Аллаһуны танымаган ахмаклар әйттеләр: Аллаһ безнең белән сөйләшсә иде, яки берәр галәмәт күрсәтсә иде, шуннан соң Аллаһуга иман китерер идек", – дип. Әүвәлге ахмак кавем дә боларның кеби сүз әйтте, ягъни Муса г-мнән безгә Аллаһуны күрсәт, диделәр. Аларның күңелләре бер-берсенекенә охшады. Дөреслектә, Без аятьләребезне ачык бәян кылдык, һәрвакыт хаклыкта булган кавем өчен.

Endonezyaca: 

Dan orang-orang yang tidak mengetahui berkata: "Mengapa Allah tidak (langsung) berbicara dengan kami atau datang tanda-tanda kekuasaan-Nya kepada kami?" Demikian pula orang-orang yang sebelum mereka telah mengatakan seperti ucapan mereka itu; hati mereka serupa.
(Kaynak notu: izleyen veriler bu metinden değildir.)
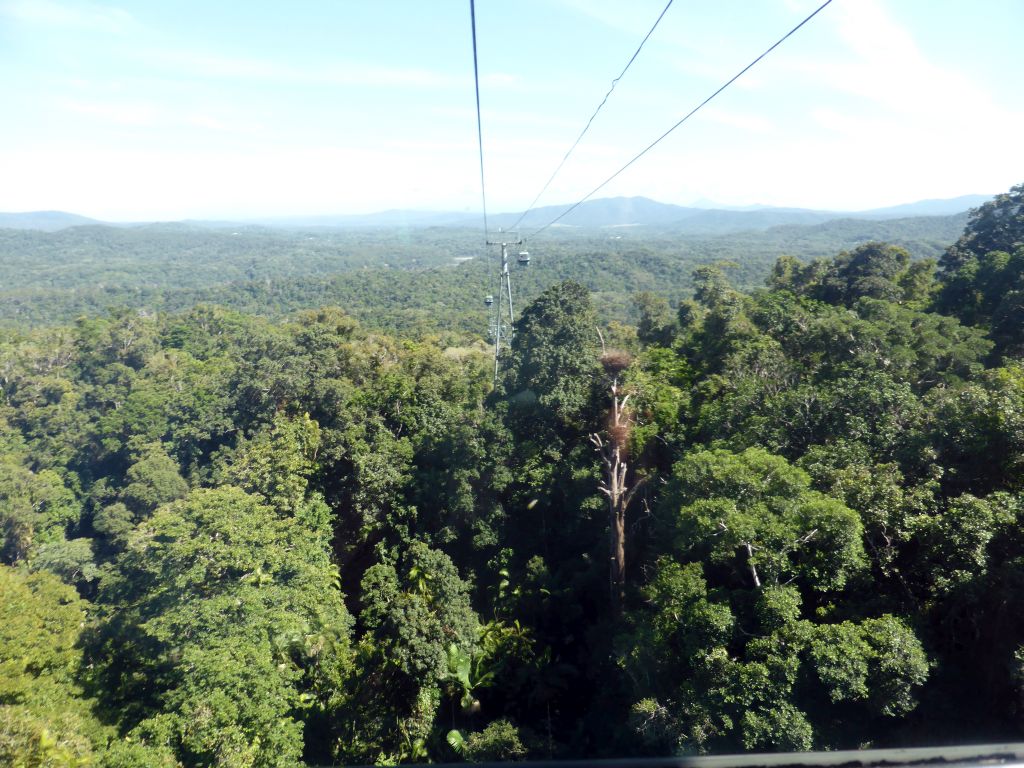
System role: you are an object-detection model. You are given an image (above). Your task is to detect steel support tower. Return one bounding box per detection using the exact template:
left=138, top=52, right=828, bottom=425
left=487, top=232, right=522, bottom=384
Sesungguhnya Kami telah menjelaskan tanda-tanda kekuasaan Kami kepada kaum yang yakin.

Amharca: 

እነዚያም የማያውቁት (አንተ መልክተኛ ስለመኾንህ) አላህ አያናግረንም ኖሮአልን? ወይም (ለእውነተኛነትህ) ታምር አትመጣልንም ኖሮአልን? አሉ፡፡ እንደዚሁ እነዚያ ከነሱ በፊት የነበሩት እንደ ንግግራቸው ብጤ ብለዋል፡፡ ልቦቻቸው (በክሕደት) ተመሳሰሉ፡፡ ለሚያረጋግጡ ሕዝቦች አንቀጾችን በእርግጥ አብራርተናል፡፡

Tamilce: 

இன்னும், (வேதத்தை) அறியாதவர்கள், “அல்லாஹ் எங்களுடன் பேச வேண்டாமா? அல்லது, ஒரு வசனம் எங்களுக்கு வரவேண்டாமா?” என்று கூறினார்கள். இப்படித்தான் இவர்களுக்கு முன்னர் இருந்தவர்களும் இவர்களின் கூற்றைப் போன்றே கூறினார்கள். இவர்களுடைய உள்ளங்கள் (அனைத்தும்) ஒன்றுக்கொன்று ஒப்பாகி (ஒரே மாதிரி) இருக்கின்றன. (உண்மையை) உறுதியாக நம்பிக்கை கொள்ளும் சமுதாயத்திற்கு வசனங்களை திட்டமாக நாம் தெளிவாக்கி இருக்கிறோம்.

Korece: 

무지한 자들은 이렇게 말하도다 하나님은 왜 우리에게 말씀 을 하지 않는가 왜 우리에게 계시 를 내리지 않는가 라고 마치 이전 의 우매한 자들이 그랬듯이 말하 니 그들의 마음이 닮았도다 하나 님은 신념을 가진 백성을 위해 계 시를 내리겼노라

Vietnamca: 

Những kẻ thiếu hiểu biết (thuộc những người Do Thái, Thiên Chúa và đa thần) bảo: “Tại sao Allah lại không nói chuyện trực tiếp với chúng tôi hoặc phơi bày cho chúng tôi thấy một dấu hiệu để chứng minh?” Tương tự, những cộng đồng trước họ cũng đã nói giống như lời của họ, đúng là tất cả họ đều có con tim tương đồng nhau. Quả thật, TA đã phơi bày rõ ràng các dấu hiệu cho những người có niềm tin kiên định.